An expert in nutritional biochemistry from the University of East Anglia has secured a prestigious Royal Society award for her research into how flavonoids in food affect cardiovascular health. Aedin Cassidy from UEA’s Norwich Medical School has been successful in receiving a Royal Society Wolfson Research Merit Award, which is jointly funded by the Wolfson Foundation and the Department for Business, Innovation and Skills.
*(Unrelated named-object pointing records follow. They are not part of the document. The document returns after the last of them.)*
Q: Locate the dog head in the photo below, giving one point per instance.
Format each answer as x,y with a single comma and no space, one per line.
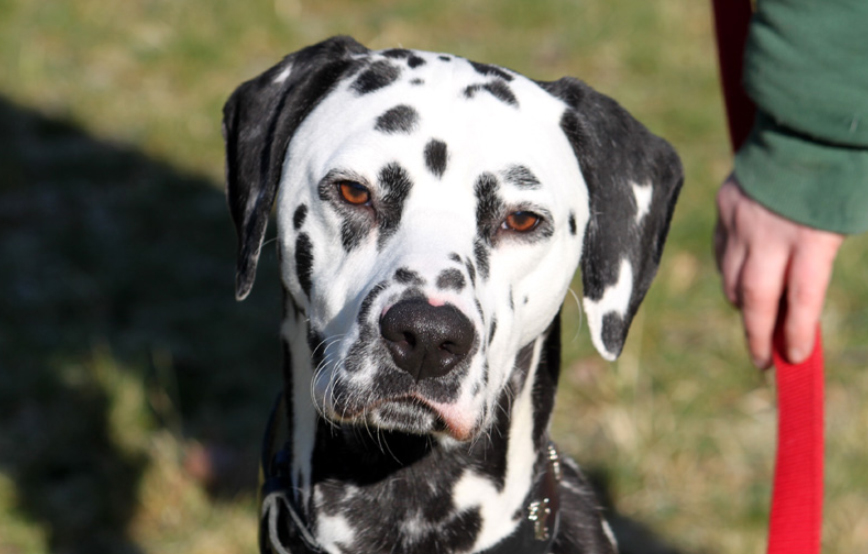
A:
431,213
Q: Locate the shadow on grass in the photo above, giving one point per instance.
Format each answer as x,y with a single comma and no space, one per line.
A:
119,268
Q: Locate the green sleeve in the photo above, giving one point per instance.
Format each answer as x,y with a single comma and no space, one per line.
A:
817,184
806,67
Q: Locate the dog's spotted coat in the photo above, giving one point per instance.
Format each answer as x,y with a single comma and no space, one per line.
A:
456,198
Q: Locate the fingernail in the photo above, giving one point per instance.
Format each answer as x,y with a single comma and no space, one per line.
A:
796,354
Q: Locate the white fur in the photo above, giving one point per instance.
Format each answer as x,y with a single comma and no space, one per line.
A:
616,298
642,195
474,490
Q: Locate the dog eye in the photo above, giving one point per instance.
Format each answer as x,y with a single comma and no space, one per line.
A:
354,193
521,222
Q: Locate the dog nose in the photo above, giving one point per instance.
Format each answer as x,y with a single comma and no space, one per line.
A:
426,341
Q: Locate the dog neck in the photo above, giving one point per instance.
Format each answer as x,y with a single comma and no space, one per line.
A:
365,487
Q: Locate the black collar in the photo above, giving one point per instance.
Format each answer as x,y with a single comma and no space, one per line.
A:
283,529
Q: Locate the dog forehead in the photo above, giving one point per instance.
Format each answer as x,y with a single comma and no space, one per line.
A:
439,112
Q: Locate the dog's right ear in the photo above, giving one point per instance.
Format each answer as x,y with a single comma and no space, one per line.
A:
259,120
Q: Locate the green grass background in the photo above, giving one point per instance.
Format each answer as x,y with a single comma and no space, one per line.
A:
129,377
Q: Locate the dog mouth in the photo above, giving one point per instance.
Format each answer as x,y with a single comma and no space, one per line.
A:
415,415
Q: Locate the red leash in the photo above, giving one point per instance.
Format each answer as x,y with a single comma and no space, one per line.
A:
797,500
796,519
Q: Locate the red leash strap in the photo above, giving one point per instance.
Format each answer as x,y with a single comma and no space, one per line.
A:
797,500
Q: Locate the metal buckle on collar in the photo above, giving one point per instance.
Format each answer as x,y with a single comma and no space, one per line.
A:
538,513
275,494
543,513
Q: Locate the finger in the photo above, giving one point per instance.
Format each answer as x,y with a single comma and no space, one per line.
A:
732,261
760,286
809,276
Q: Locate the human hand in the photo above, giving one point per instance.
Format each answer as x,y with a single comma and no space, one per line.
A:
766,262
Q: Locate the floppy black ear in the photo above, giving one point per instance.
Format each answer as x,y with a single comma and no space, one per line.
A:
633,178
259,120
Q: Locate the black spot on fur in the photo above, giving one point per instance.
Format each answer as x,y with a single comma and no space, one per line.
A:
299,216
400,119
353,230
451,279
408,276
395,185
378,75
489,208
316,343
397,53
481,252
491,70
413,294
435,157
304,262
498,89
614,332
287,386
521,177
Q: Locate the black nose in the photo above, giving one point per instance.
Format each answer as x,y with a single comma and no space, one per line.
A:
426,341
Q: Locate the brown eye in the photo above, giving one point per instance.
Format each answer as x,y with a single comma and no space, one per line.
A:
521,222
354,193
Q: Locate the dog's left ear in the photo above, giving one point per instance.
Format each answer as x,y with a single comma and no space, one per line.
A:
633,178
259,120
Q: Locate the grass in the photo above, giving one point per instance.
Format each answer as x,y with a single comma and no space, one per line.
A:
123,356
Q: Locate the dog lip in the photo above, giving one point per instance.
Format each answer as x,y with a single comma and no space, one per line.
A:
448,419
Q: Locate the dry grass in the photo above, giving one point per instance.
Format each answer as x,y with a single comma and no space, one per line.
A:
122,352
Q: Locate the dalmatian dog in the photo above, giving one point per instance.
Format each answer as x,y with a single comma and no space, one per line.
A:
431,212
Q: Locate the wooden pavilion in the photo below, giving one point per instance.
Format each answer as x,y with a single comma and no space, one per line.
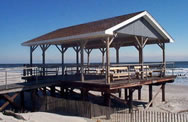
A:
136,29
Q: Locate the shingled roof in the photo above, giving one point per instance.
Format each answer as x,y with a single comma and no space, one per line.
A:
86,28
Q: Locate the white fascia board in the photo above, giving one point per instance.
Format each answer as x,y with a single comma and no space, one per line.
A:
122,24
69,38
158,27
149,18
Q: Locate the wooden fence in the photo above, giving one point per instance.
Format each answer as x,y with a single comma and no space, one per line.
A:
144,116
105,114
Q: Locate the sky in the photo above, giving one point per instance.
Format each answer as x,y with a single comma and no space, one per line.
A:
22,20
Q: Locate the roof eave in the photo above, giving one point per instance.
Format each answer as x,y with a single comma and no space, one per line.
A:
149,18
87,36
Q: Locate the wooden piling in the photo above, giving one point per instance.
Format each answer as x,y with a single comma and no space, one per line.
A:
163,92
150,94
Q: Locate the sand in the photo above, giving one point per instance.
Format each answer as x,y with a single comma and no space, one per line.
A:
176,102
44,117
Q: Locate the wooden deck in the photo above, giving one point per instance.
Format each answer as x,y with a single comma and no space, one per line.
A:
71,82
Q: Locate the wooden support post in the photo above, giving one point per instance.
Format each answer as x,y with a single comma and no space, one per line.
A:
117,54
10,100
62,50
33,99
107,99
32,49
140,46
31,56
103,50
130,100
139,93
44,48
88,51
119,93
126,94
150,94
52,90
43,60
164,60
62,90
162,46
77,50
82,46
163,92
107,61
22,100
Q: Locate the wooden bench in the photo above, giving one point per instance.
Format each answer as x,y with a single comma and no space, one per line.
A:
119,73
147,72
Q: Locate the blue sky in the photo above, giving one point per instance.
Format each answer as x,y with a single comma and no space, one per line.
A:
22,20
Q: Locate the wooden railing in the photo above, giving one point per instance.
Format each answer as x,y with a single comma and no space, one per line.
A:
117,71
101,113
Professor Cassidy’s research focuses on the health benefits of eating foods rich in flavonoids, which are present in many fruits and vegetables.
Richard Taylor, currently deputy registrar at the University of Leicester, has been named chief operating officer at Loughborough University. It marks a return to Loughborough for Mr Taylor, who worked as an administrator at the institution from 1995 to 1996. “I am absolutely delighted to be joining Loughborough University,” he said. “It is an organisation that has enjoyed significant success in recent years and has huge potential to build on that record.”
The University of South Wales has named Janine Griffiths-Baker as its new dean of the Faculty of Business, Law, Accounting, Humanities and Social Science. Professor Griffiths-Baker, who studied at Cardiff University and the University of Bristol, was previously deputy principal and professor of law at St Mary’s University College, Twickenham, London.
Children’s author and creative writing lecturer Judith Heneghan has been appointed director of the University of Winchester Writers’ Conference. The annual event is hosted by Winchester’s Research and Knowledge Exchange Centre and has attracted keynote speakers including Lord Fellowes, Alan Titchmarsh and Sir Terry Pratchett. “The conference is a vital hub for emerging writers and a platform for creative writing,” Ms Heneghan said.